The Story of Shazam: The Startup Days

Danielle Newnham
Nov 11, 2015 · 48 min read
Shazam Founders: Philip Inghelbrecht, Avery Wang, Chris Barton, Dhiraj Mukherjee

“The number one determinant of entrepreneurial success is persistence. If you are not prepared to go to superhuman levels that are beyond rationality to realize your dream, then your chance of finding success is virtually zero.” Chris Barton

The story of Shazam is one of pure innovation, foresight, and friendship. In 1999, Chris Barton dreamed of a seemingly impossible solution to ambient music recognition and created the team — including friend Dhiraj Mukherjee, classmate Philip Inghelbrecht, and engineer Avery Wang — to make it a reality. Shazam now has over 500 million users worldwide and has extended its service to other areas of business, including television and social networking.


“By my junior year, I was told not to bother coming to class and to just show up for the tests.” Avery Wang

Wang: To talk about my start in technology, I’ll have to go back to my early love for math and science. When I was in first grade, I saw a Star Trek episode where Captain Kirk was fighting the Lizard Man and figured out how to make gunpowder out of stuff he found lying around. They gave the recipe in the episode, so I had to go try it. Back then, you could get the key ingredient at the pharmacy just by asking for it. These days, you might get arrested. I’ll have to thank my parents for letting me obtain the materials and put together my own pyrotechnics. I was hooked and was always doing science experiments after that.

Chris, Philip and Dhiraj, Hyde Park, London
Foreground: Chris, Dhiraj and Avery
Avery’s workings on the original Shazam algorithm
Dhiraj, Chris, Avery and Philip

“A team is stronger when people think in different ways: it is much easier to work with people who are similar to you, think in similar ways, or agree with your views.
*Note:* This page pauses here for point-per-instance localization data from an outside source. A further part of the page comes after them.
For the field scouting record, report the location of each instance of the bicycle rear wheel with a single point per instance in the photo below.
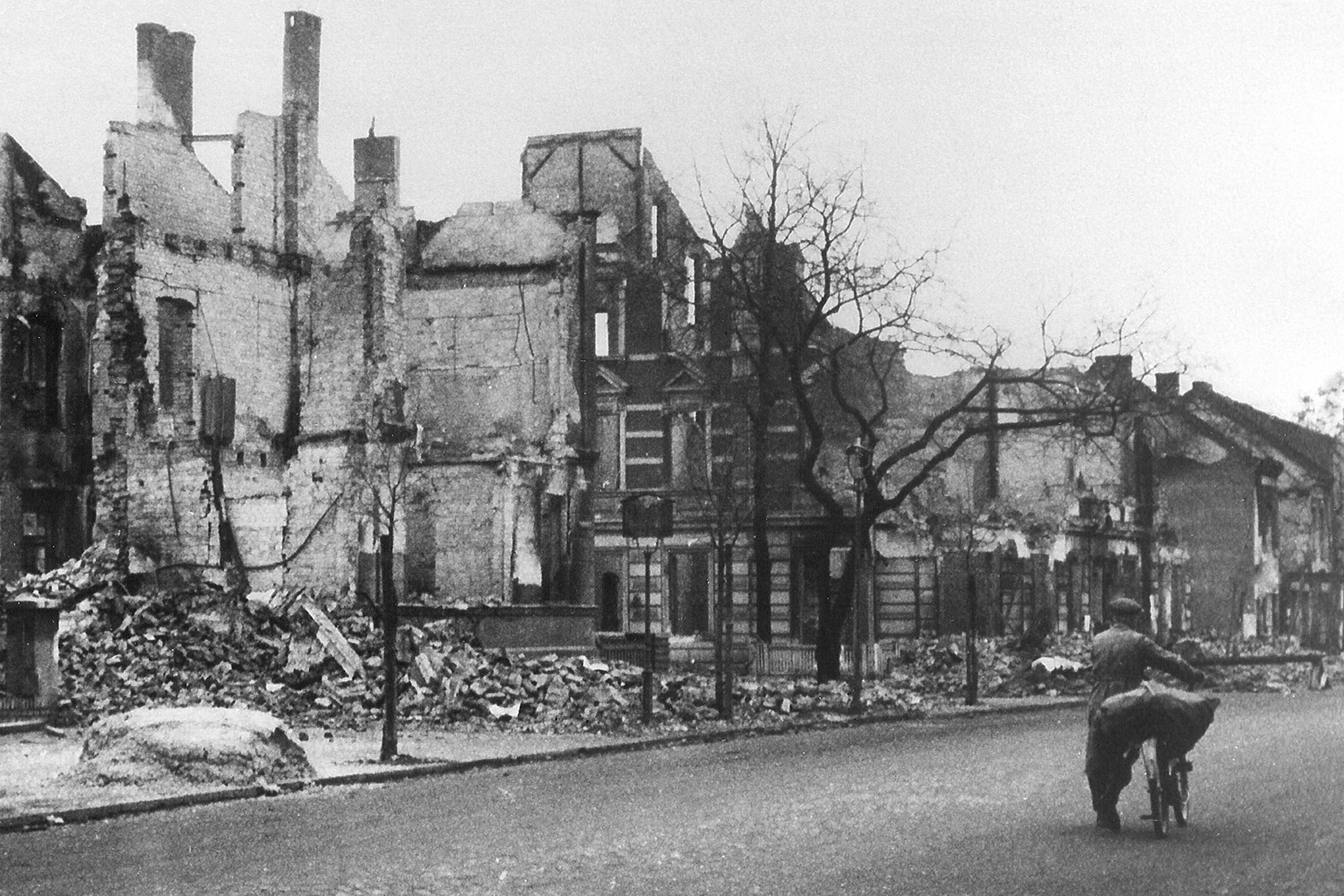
(1161, 816)
(1180, 777)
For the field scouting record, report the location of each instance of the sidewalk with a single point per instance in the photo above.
(35, 792)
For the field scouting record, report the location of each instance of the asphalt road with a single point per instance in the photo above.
(985, 805)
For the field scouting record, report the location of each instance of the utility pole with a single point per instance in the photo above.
(390, 621)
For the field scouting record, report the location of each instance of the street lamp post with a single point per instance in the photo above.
(858, 459)
(647, 516)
However, an effective team will bring together complementary skills and strengths and perspectives.” Dhiraj Mukherjee

Mukherjee: Have fun: I believed it before; I believed it during; I believe it now. As long as you are having fun, you will make good decisions, manage stress, not take things too much to heart, and remember that there are more important things in life than a business: true friends and family who will support you regardless of your success or failure.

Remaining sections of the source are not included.